A study from Spain shows how fibers from artificial turf, typically used in sports, can contribute to plastic pollution.
Artificial turf covers the field at sporting venues across the world, with some 1,200 to 1,400 new installations across the European Union each year, according to researchers in Spain. What they’ve discovered is that the plastic fibers on the pitch, from which the turf is made, are a significant source of microplastic pollution in the marine environment.
The turf fibers are made of polyethylene (PE) and polypropylene (PP), and to a lesser extent polyamide, according to research published in the October 2023 issue of Environmental Pollution. They’re held together by other materials, including recycled styrene-butadiene rubber from vehicle tires. And while they’re common in sports venues, the turf fibers are now used to create artificial lawns in playgrounds, private lawns, and other landscaping projects.

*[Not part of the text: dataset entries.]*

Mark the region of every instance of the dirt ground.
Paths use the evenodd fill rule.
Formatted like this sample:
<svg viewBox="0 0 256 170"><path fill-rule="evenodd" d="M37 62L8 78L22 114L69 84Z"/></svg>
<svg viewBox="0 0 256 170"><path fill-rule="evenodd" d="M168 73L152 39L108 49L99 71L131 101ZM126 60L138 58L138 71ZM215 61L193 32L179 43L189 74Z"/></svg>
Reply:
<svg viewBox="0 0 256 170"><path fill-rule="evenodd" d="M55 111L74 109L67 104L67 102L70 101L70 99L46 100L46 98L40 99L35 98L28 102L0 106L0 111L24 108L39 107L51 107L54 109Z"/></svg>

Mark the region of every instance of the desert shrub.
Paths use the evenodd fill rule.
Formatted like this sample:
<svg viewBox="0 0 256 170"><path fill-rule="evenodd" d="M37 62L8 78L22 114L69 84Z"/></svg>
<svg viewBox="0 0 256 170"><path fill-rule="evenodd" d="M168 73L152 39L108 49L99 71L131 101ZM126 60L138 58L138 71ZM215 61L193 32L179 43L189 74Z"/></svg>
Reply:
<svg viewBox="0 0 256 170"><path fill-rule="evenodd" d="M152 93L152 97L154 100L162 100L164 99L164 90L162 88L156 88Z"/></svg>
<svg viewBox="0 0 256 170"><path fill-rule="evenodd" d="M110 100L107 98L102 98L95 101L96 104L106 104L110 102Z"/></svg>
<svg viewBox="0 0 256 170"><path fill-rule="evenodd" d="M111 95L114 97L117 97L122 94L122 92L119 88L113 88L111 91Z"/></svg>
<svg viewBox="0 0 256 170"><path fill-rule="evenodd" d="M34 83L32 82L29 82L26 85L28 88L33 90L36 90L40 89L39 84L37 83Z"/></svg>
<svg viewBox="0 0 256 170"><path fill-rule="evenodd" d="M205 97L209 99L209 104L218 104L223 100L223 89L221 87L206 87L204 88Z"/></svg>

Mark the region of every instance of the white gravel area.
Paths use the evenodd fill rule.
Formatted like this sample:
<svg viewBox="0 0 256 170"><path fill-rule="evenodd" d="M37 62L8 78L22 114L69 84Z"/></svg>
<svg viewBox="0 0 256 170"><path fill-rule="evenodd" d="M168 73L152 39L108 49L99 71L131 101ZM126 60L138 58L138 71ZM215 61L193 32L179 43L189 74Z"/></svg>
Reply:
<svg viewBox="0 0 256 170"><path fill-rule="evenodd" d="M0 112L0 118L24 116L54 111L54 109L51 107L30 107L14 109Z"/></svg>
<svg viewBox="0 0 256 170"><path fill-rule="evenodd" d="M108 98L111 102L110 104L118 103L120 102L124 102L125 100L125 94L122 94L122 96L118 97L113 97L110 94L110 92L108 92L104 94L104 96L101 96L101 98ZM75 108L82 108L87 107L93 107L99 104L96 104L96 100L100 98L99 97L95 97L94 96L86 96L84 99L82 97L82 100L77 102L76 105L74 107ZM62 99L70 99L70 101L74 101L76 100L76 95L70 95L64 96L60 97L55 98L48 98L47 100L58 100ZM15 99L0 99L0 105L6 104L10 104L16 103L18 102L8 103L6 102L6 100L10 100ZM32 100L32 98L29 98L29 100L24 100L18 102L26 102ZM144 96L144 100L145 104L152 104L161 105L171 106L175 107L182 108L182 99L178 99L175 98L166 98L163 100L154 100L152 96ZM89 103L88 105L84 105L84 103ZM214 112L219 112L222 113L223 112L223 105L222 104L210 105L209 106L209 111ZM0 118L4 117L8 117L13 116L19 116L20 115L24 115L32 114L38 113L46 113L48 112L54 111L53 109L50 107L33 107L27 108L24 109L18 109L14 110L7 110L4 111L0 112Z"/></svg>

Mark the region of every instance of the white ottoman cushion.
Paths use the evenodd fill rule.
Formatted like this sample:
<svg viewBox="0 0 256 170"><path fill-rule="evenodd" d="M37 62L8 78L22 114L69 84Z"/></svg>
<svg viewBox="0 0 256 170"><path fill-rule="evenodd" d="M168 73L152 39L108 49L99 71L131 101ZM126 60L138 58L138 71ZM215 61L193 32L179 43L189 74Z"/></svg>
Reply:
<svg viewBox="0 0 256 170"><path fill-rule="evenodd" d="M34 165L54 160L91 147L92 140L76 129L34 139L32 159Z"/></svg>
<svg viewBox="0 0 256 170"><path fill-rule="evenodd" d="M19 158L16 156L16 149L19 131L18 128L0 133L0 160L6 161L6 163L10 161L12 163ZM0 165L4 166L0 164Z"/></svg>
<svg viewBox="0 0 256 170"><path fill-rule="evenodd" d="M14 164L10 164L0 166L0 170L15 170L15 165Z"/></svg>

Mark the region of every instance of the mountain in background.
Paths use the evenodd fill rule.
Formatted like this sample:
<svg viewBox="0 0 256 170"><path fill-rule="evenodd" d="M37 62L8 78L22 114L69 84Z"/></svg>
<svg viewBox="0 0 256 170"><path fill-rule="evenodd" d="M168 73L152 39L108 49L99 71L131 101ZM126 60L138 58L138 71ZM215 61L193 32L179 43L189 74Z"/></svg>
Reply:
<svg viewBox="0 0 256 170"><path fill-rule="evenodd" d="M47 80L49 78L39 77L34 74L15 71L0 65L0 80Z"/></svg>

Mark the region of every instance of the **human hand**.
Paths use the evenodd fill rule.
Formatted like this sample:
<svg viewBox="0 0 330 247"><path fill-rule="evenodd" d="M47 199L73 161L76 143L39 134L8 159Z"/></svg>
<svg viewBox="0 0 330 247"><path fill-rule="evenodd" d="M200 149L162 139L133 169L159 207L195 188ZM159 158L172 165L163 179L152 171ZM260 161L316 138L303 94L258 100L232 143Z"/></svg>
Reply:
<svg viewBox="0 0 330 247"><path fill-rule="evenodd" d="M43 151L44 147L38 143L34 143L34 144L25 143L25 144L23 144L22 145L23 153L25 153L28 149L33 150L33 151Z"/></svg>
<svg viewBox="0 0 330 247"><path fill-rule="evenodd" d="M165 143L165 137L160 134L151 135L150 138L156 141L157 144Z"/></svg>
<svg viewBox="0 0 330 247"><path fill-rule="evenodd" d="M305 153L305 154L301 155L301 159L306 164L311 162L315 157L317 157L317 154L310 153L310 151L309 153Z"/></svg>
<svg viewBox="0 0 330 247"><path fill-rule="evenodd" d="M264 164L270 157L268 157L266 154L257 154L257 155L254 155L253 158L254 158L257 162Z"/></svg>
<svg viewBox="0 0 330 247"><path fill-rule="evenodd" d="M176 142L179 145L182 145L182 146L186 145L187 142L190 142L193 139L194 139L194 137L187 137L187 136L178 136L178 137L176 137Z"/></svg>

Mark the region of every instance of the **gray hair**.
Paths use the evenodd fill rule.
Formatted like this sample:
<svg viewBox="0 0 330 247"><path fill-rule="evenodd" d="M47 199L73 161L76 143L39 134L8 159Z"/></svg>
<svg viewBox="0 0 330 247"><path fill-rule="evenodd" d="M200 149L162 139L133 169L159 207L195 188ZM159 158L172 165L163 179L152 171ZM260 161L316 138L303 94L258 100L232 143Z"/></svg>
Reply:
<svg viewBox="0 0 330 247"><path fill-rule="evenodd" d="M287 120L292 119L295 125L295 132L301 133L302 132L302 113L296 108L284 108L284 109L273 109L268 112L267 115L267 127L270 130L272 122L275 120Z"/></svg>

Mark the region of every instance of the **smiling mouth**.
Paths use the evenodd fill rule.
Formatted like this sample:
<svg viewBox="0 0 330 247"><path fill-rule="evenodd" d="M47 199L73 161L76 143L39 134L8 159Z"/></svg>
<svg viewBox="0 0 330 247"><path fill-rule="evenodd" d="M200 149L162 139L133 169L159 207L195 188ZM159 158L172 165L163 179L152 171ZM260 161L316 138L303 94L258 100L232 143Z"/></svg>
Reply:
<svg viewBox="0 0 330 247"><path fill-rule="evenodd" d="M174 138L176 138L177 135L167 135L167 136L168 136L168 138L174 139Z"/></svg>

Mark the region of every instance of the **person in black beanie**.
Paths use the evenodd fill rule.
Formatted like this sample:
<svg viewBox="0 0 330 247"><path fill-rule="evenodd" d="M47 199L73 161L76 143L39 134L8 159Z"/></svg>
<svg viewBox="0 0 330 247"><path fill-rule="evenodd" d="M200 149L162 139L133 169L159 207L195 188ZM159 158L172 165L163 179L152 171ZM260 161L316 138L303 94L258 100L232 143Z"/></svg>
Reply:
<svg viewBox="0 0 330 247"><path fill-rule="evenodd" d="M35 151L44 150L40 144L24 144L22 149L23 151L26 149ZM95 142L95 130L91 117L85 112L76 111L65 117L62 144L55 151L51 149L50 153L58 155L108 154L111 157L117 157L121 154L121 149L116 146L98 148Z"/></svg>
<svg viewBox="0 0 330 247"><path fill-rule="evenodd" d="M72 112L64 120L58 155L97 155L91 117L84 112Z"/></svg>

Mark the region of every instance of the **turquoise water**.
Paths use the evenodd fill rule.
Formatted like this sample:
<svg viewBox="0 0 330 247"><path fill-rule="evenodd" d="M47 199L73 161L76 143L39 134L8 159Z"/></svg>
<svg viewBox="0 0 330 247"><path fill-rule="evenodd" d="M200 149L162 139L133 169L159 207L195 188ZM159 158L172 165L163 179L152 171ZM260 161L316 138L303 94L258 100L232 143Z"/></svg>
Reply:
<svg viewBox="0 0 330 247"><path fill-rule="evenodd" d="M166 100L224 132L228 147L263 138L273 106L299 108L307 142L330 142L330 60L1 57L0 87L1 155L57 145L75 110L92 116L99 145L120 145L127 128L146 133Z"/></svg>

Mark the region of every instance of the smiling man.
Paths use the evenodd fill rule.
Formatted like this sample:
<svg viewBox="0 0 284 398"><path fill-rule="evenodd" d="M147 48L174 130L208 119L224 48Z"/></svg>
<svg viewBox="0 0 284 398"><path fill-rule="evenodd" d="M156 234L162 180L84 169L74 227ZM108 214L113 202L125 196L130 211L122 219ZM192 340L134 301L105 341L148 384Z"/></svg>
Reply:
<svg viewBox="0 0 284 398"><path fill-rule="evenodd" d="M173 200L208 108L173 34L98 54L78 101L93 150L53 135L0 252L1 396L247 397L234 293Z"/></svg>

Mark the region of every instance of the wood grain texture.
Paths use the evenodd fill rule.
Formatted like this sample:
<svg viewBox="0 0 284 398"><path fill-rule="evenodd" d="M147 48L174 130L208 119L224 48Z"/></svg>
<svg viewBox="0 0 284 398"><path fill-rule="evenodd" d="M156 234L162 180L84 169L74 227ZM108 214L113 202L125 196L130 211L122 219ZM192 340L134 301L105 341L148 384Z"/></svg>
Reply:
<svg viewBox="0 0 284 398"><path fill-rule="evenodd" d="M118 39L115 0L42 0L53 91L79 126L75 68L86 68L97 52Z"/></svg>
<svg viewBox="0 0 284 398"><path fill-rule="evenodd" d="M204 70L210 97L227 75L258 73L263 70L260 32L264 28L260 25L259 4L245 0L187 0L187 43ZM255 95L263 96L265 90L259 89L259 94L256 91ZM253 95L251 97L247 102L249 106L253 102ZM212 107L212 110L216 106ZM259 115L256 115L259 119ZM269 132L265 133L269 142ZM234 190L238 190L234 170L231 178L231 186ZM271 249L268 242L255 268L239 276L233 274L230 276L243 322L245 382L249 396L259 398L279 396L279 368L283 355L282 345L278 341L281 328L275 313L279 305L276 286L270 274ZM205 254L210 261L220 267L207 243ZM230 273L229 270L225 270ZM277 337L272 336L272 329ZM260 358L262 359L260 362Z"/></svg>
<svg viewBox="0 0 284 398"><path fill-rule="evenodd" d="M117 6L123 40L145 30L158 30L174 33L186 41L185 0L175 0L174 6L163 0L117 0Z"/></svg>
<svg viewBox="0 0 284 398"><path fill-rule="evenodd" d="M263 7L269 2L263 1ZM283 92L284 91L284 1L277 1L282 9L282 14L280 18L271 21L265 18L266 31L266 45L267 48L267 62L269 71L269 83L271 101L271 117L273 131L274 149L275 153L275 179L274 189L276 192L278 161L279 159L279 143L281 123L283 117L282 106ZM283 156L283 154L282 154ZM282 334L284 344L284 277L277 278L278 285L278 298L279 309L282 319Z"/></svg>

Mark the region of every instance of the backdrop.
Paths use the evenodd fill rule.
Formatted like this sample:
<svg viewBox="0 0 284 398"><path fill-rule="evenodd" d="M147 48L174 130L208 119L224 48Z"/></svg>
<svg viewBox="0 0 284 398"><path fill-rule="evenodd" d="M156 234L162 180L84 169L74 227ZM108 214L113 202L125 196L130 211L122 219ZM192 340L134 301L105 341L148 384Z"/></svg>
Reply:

What researchers from the University of Cadiz and the University of Barcelona wanted to know was just how significant the artificial fibers have become in contributing to plastic pollution. So they took a total of 417 water samples, collected from June 2014 through July 2021 at two sites.

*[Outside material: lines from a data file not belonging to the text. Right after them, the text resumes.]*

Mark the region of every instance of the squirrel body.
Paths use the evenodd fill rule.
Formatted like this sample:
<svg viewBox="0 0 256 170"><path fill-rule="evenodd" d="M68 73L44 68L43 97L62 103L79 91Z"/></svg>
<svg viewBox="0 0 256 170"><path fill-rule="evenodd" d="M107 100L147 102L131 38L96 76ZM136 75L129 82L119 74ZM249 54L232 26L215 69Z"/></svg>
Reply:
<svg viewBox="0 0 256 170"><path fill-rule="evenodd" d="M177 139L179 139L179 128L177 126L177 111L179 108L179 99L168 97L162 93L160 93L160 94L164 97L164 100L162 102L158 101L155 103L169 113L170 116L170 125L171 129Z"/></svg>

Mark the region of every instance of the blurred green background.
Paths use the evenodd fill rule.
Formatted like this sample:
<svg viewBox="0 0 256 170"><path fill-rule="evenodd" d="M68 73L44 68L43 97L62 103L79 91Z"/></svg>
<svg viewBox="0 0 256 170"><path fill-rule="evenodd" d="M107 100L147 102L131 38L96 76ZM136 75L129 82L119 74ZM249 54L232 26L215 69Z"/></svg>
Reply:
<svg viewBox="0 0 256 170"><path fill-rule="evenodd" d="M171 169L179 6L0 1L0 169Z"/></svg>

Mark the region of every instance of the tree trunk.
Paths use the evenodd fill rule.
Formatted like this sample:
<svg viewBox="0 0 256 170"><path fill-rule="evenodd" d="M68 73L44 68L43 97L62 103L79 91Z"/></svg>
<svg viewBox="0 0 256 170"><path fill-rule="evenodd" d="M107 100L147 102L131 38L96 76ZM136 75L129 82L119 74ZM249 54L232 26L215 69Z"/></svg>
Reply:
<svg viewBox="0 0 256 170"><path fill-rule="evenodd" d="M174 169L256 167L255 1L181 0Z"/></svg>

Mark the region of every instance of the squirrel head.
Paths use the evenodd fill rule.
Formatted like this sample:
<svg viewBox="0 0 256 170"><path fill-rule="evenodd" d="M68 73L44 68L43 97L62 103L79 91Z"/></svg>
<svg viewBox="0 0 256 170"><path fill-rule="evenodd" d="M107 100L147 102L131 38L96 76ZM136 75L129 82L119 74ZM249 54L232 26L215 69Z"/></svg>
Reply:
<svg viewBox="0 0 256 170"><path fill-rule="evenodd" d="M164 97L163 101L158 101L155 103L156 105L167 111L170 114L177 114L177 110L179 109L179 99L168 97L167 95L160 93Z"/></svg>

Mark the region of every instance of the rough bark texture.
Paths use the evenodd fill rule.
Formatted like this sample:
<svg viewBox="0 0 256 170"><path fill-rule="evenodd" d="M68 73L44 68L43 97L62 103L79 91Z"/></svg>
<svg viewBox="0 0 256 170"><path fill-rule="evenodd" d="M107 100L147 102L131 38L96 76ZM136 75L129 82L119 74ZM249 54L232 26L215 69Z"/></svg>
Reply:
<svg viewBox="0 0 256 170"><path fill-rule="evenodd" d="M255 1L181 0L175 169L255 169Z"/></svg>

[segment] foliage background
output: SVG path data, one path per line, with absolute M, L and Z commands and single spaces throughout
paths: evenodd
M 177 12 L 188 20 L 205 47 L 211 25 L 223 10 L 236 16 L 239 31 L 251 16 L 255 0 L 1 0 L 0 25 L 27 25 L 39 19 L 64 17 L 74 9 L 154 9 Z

One sampling site was on the Mediterranean Sea surface off of Catalonia. The other, with two locations used for two of the study years, was on the Guadalquivir River, which flows into the Gulf of Cadiz in the Atlantic Ocean. The artificial turf fibers were differentiated from other plastics by their size, shape and color, with most of the turf fibers being green (82% of them) and the others brown, yellow or gray.
“Artifical turf fibers were found in half (50.1%) of all collected samples, with higher presence among samples from the sea surface (62.2%) than in samples from river waters (37.0%),” reported the authors, led by William P. de Haan of the marine geosciences department in Barcelona.

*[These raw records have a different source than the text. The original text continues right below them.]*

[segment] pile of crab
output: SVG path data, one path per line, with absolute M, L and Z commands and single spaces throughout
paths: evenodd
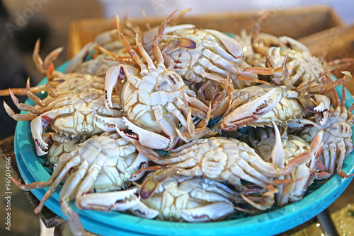
M 304 45 L 256 24 L 229 37 L 178 25 L 175 13 L 144 32 L 118 16 L 117 29 L 65 73 L 52 66 L 62 49 L 43 61 L 38 42 L 33 59 L 49 82 L 1 91 L 28 112 L 4 104 L 13 119 L 31 120 L 37 154 L 54 168 L 47 182 L 13 179 L 23 190 L 49 187 L 36 213 L 64 182 L 59 203 L 76 235 L 84 230 L 72 200 L 80 209 L 215 221 L 299 201 L 336 172 L 350 177 L 341 170 L 353 148 L 349 72 L 333 79 Z M 21 94 L 35 105 L 18 102 Z

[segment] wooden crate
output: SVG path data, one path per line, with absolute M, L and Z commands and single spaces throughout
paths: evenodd
M 256 11 L 231 11 L 193 16 L 188 16 L 187 13 L 181 23 L 191 23 L 199 28 L 239 33 L 241 29 L 249 29 L 250 18 L 256 13 Z M 152 25 L 159 25 L 164 19 L 164 17 L 150 18 L 148 21 Z M 132 18 L 129 21 L 145 29 L 142 18 Z M 316 6 L 270 10 L 268 19 L 261 25 L 261 31 L 277 36 L 287 35 L 297 39 L 341 25 L 344 25 L 343 21 L 331 7 Z M 75 55 L 98 33 L 115 27 L 115 19 L 90 18 L 71 22 L 68 58 Z
M 353 59 L 352 63 L 342 64 L 332 73 L 342 77 L 341 71 L 350 71 L 354 75 L 354 25 L 339 26 L 302 37 L 299 41 L 307 45 L 315 56 L 325 56 L 327 61 Z M 324 52 L 326 52 L 324 55 Z M 346 88 L 354 95 L 354 79 L 346 84 Z

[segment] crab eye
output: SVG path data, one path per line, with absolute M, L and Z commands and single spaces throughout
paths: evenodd
M 155 90 L 156 90 L 156 91 L 161 91 L 162 90 L 162 86 L 159 84 L 156 84 L 155 85 L 154 88 L 155 88 Z

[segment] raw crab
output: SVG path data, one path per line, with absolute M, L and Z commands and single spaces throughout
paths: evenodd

In some samples, the turf fibers accounted for more than 11% of the plastic content in river waters and 25% in surface waters. All told, they amounted to more than 15% of the plastic found in marine environments.
“High concentrations found off the city of Barcelona underscore metropolitan areas as main contributors to artificial turf fiber pollution,” the authors said, noting similar findings by other scientists near Tokyo, Japan, and in mainland China.
The scientists from Spain say there’s still much they don’t know about the artificial turf impacts. For example, the fibers may experience more weathering than other plastic products, like plastic bags or takeout food packaging, do before entering the environment. That’s because the fibers are exposed to wear and tear through football and other contact sports.
“They are directly exposed to sunlight, weather extremes and mechanical abrasion by the movement of people, various types of tools and objects, or machinery,” the authors explained. “For this reason, it is not known exactly whether artificial turf fibers in our samples would have weathered during the operational life of artificial turf or after their leakage into the aquatic environment.”
Research suggests that up to 10% of fibers might be lost from a sports field each year, and an estimated 16% of these fibers find their way into storm drains and runoff. The impact matters because artificial turf has been in use for 60 years now, generating plastic pollution that’s been overlooked in considering climate, biodiversity loss and other problems, as well as the solutions.
“How many artificial turf fibers can further accumulate on riverbanks, beaches, seabed and riverbed sediments is still completely unknown,” the authors conclude. “We anticipate that this study will inspire future efforts to reduce the release and impacts of artificial turfs in the environment.”